Slide-Level Foundation Models
- Slide-Level Foundation Models are neural architectures that aggregate thousands of patch features from whole-slide images into a unified representation, enabling robust predictions for biomarkers, mutations, and cancer subtypes.
- They employ diverse training paradigms—supervised, self-supervised, and multimodal pretraining—to efficiently learn from heterogeneous pathology data while minimizing fine-tuning.
- Recent models leverage hierarchical vision transformers, attention-based MIL, and memory-efficient compression techniques to enhance data efficiency, domain adaptation, and overall clinical applicability.
A slide-level foundation model is a neural architecture in computational pathology designed to learn transferable representations that summarize the global histomorphological context of entire whole-slide images (WSIs). Unlike patch-level models, which encode small image regions independently, slide-level models explicitly aggregate local features across thousands of patches to produce a single vector for each slide, enabling robust prediction tasks such as biomarker status, mutation, cancer subtyping, or prognostic outcomes under minimal fine-tuning. The modern landscape includes supervised, self-supervised, and multimodal (vision-language/omics) approaches, with architectures ranging from hierarchical vision transformers and attention-based MIL networks to efficient hybrid fusion schemes.

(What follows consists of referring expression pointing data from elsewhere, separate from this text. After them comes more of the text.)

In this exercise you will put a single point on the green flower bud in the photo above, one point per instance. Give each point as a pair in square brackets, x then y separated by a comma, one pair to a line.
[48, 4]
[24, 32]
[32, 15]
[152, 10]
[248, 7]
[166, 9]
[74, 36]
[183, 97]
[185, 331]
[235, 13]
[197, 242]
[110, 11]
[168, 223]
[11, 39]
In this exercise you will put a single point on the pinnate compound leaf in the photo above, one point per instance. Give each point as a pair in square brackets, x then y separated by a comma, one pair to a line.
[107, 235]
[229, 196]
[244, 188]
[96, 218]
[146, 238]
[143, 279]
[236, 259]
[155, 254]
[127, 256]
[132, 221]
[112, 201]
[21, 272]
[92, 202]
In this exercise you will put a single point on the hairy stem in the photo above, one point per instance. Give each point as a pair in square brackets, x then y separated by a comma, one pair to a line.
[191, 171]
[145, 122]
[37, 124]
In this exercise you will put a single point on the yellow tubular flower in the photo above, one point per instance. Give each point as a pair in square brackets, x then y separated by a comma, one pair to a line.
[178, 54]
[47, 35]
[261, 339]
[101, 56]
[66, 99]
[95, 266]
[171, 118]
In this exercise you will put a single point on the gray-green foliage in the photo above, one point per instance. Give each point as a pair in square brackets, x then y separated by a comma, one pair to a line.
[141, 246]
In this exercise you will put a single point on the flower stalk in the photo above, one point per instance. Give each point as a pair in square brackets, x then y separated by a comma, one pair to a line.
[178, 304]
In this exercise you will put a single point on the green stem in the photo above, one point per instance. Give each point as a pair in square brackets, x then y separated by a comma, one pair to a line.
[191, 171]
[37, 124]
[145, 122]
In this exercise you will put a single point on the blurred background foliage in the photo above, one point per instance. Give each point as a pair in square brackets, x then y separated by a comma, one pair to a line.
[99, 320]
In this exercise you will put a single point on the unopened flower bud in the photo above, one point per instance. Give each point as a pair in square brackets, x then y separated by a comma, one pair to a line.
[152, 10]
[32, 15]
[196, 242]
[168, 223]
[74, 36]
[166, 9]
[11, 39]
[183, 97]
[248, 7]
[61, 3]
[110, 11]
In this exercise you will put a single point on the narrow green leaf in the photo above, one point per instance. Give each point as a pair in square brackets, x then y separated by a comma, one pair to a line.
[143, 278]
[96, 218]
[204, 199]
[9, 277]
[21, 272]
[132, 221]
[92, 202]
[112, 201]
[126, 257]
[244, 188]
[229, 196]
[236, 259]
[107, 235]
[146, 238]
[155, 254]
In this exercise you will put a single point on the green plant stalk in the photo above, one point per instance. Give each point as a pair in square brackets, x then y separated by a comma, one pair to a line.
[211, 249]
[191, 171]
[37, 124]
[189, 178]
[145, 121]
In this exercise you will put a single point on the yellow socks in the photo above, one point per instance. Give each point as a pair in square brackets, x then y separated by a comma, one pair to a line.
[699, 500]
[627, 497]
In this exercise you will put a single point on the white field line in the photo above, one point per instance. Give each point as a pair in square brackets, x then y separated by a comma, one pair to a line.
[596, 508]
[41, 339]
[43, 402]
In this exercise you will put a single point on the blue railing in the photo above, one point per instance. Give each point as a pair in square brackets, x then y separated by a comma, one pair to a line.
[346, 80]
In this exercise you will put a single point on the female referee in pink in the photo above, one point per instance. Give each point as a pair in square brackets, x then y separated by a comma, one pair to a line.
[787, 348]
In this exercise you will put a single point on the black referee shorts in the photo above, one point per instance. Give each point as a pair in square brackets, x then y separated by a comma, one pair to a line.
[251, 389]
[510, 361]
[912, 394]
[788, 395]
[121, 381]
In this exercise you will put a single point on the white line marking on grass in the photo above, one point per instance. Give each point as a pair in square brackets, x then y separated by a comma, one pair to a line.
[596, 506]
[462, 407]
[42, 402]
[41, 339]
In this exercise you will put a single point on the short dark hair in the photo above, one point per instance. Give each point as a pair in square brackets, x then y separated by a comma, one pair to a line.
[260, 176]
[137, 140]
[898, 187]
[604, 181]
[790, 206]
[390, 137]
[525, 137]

Slide-level supervision and end-to-end training provide data-efficient learning and resilience to domain shift, facilitating state-of-the-art performance on diverse real-world pathology datasets.
1. Core Architecture and Principles of Slide-Level Foundation Models
Slide-level foundation models generally comprise two major components: a patch-level feature extractor (e.g., ViT, Swin transformer, CONCH, Virchow, UNI), and a slide aggregator that combines hundreds to tens of thousands of patch or tile embeddings into a single slide representation. Early approaches relied on simple pooling strategies (global mean, attention-based pooling), but recent models favor hierarchical transformers, perceiver structures, or gated multi-head attention for more expressive aggregation (Xiong et al., 5 Apr 2025).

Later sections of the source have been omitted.